The Shape Campaign therefore encourages women to appreciate their bodies.
“I want women to embrace who they really are because a dress size doesn’t define who she is and doesn’t dictate what she can or cannot do. It is important to accept who you really are.”
Speaking on a personal note, Perey continued, “I grew up with a disability that was only corrected a year ago and it caused me a lot of distress growing up, until I decided I cannot let it get in the way of what life has to offer me.”
The designer, who is also a mother to three girls shared, “I feel like if I help women understand that it’s OK to be themselves, then they will influence their children to be respectful and loving so that there will be less conflicts and more acceptance in the world. Not just in weight or shape but a things in general.
“It is important for children to see beauty in others even if it is different from what they are used to or saw growing up. I always tell my daughters that they do not always have to fit in because each of us is different. I see so many children suffering from bullying, eating disorders or being discriminated just because they don’t fit in. This can all change if women are not so confined to one particular standard of beauty. After all, women play a great part in shaping the youth.”

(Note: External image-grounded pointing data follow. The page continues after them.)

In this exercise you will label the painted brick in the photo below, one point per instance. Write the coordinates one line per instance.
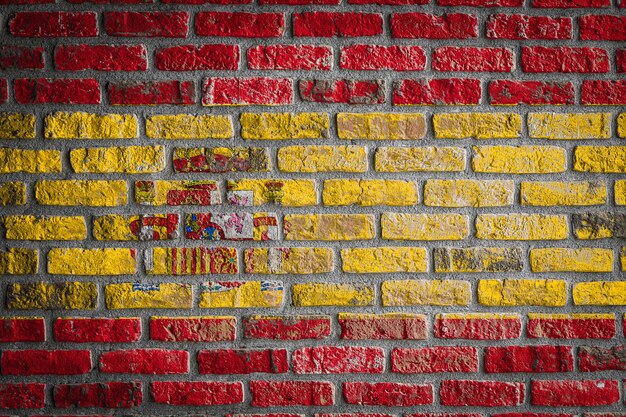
(478, 326)
(434, 360)
(288, 393)
(98, 330)
(242, 361)
(290, 57)
(520, 292)
(100, 57)
(295, 327)
(571, 326)
(193, 329)
(387, 394)
(333, 24)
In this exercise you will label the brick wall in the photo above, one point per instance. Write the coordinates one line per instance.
(307, 207)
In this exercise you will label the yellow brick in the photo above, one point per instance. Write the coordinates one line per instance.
(288, 193)
(519, 226)
(413, 292)
(82, 125)
(522, 292)
(128, 160)
(557, 193)
(322, 159)
(48, 296)
(12, 193)
(328, 226)
(571, 260)
(381, 126)
(600, 293)
(284, 125)
(45, 228)
(611, 159)
(569, 125)
(468, 193)
(33, 161)
(349, 294)
(344, 192)
(518, 159)
(81, 193)
(424, 159)
(477, 125)
(404, 226)
(163, 295)
(189, 126)
(241, 294)
(384, 259)
(17, 126)
(74, 261)
(289, 260)
(19, 261)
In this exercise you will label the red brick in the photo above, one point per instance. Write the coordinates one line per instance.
(105, 330)
(100, 57)
(198, 58)
(602, 358)
(197, 392)
(338, 360)
(528, 359)
(14, 329)
(147, 24)
(387, 393)
(521, 27)
(383, 328)
(241, 25)
(335, 24)
(602, 28)
(481, 393)
(453, 58)
(286, 327)
(434, 359)
(21, 57)
(247, 91)
(429, 26)
(53, 24)
(477, 328)
(604, 92)
(145, 361)
(46, 362)
(58, 91)
(448, 91)
(242, 361)
(104, 394)
(574, 393)
(343, 91)
(193, 329)
(286, 393)
(509, 92)
(570, 328)
(379, 57)
(151, 92)
(22, 395)
(564, 59)
(290, 57)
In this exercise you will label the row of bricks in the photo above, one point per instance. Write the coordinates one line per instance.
(353, 326)
(500, 159)
(312, 24)
(318, 360)
(303, 192)
(287, 126)
(267, 393)
(270, 294)
(280, 91)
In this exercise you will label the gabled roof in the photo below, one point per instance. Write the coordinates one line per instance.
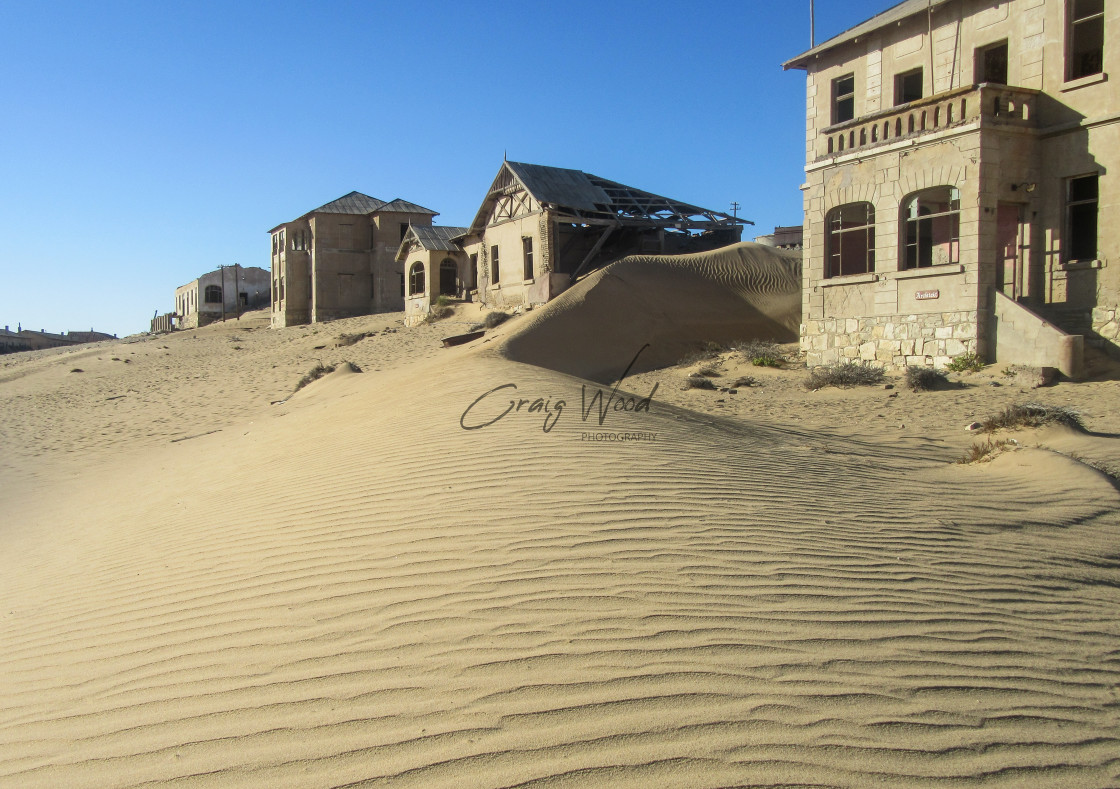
(404, 207)
(436, 239)
(895, 14)
(354, 203)
(590, 197)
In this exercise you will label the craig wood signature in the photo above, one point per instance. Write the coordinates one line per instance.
(552, 409)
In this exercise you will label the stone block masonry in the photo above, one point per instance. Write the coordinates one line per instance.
(893, 342)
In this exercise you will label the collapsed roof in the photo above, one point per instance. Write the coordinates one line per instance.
(591, 200)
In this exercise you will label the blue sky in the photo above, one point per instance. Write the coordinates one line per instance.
(145, 144)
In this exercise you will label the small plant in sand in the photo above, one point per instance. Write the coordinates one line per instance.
(345, 340)
(845, 374)
(698, 382)
(986, 451)
(1033, 415)
(761, 353)
(920, 379)
(967, 362)
(495, 318)
(315, 373)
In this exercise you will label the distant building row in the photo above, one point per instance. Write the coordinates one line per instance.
(537, 229)
(26, 340)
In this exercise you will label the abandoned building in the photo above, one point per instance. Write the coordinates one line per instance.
(960, 176)
(435, 265)
(539, 228)
(339, 260)
(222, 294)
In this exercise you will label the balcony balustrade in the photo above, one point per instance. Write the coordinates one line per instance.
(989, 104)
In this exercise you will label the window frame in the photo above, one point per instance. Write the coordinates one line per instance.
(848, 98)
(911, 205)
(833, 239)
(1074, 27)
(417, 271)
(1071, 204)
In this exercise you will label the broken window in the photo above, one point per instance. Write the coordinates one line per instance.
(1081, 222)
(843, 99)
(1084, 38)
(526, 248)
(991, 64)
(908, 86)
(933, 228)
(850, 241)
(416, 279)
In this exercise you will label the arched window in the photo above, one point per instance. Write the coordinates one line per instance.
(850, 241)
(933, 228)
(416, 279)
(448, 278)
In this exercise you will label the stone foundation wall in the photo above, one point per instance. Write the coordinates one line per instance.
(892, 341)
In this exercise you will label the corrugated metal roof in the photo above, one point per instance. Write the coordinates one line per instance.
(406, 207)
(438, 238)
(354, 203)
(560, 186)
(895, 14)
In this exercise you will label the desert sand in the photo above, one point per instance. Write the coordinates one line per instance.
(206, 579)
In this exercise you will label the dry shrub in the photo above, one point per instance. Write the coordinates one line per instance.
(315, 373)
(924, 379)
(1033, 415)
(845, 374)
(979, 453)
(698, 382)
(495, 318)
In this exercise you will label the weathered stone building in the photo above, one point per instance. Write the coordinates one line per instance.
(435, 265)
(539, 228)
(960, 160)
(339, 260)
(225, 293)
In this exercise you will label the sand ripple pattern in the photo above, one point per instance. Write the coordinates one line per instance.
(394, 601)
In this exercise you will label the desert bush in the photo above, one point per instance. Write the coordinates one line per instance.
(698, 382)
(845, 374)
(495, 318)
(762, 353)
(967, 362)
(1033, 415)
(978, 453)
(345, 340)
(920, 379)
(315, 373)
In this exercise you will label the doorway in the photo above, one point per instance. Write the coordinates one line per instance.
(1008, 242)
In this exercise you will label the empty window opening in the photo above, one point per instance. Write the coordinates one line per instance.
(1084, 38)
(526, 248)
(1081, 222)
(991, 64)
(850, 241)
(908, 86)
(843, 99)
(448, 278)
(416, 279)
(933, 228)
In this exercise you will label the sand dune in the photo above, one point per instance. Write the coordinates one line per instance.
(348, 588)
(671, 303)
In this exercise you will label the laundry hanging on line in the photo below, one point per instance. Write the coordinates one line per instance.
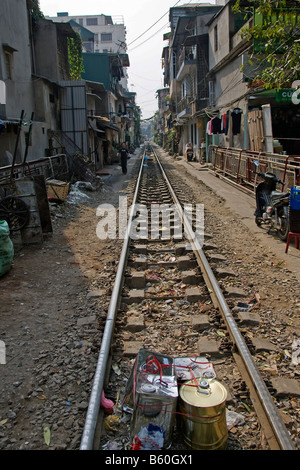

Besides being one of the country’s top international designers, Perey is a proud mother of four children. Citing them as her source of courage, she is proof that one can raise a happy family and become successful at work.
Asked how she manages all her responsibilities, she replied, “The most honest answer I can give you is I don’t know. But with everything I do, I make sure to do it out of love and passion—that’s what makes things easier.”
Perey further noted how “compartmentalization” has helped her get through the day.
“I go out to work and I am Pia Gladys Perey, I am a designer and a businesswoman. I go home and I am just mama to my children and just Pia to family and friends. I do not carry my media features, my fashion weeks, or the celebrities who wore my dresses with me. To me, those are just part of the job and they don’t make me entitled or better than everyone else.”
Fashion week pride
As Pia Gladys Perey, the designer excitedly recalled her latest New York Fashion Week Experience, humbly saying, “It was daunting. I felt exactly how I felt 10 years ago when I launched my brand in Australia. Fashion shows keep me grounded because you never know how people will respond. After all, you are only as good as your last collection.”
However she admits that this particular outing was special. “It was my first listed in the CFDA’s calendar. CFDA is the authority in fashion. They only open a few slots to up and coming designers.”
Perey further related how she felt proud to be Filipino on the New York Fashion Week stage.
“I will never get tired of carrying the Philippine flag so I was very proud. My company is 100 percent Filipino-owned and everything we sell is made in the Philippines. It was such a special experience too because we had great support from the Philippine Trade Office in New York as well as the Philippine consulate.”
Asked how she plans to go on for the next 10 years, Perey said she will move forward recalling the disappointments of the past.
“It’s my conviction and belief that when you are on a mission to share something good—and for me that’s empowering women through fashion and embracing their true selves—you have to keep going even if there are bumps along the way. I had the closest people to me saying my dreams were unreachable and unrealistic and that was very disappointing. But then I thought, it’s free to dream and I can work for my goals, so if anyone says no to you, just keep going. You’re probably just knocking at the wrong door. Keep knocking until you get a yes.”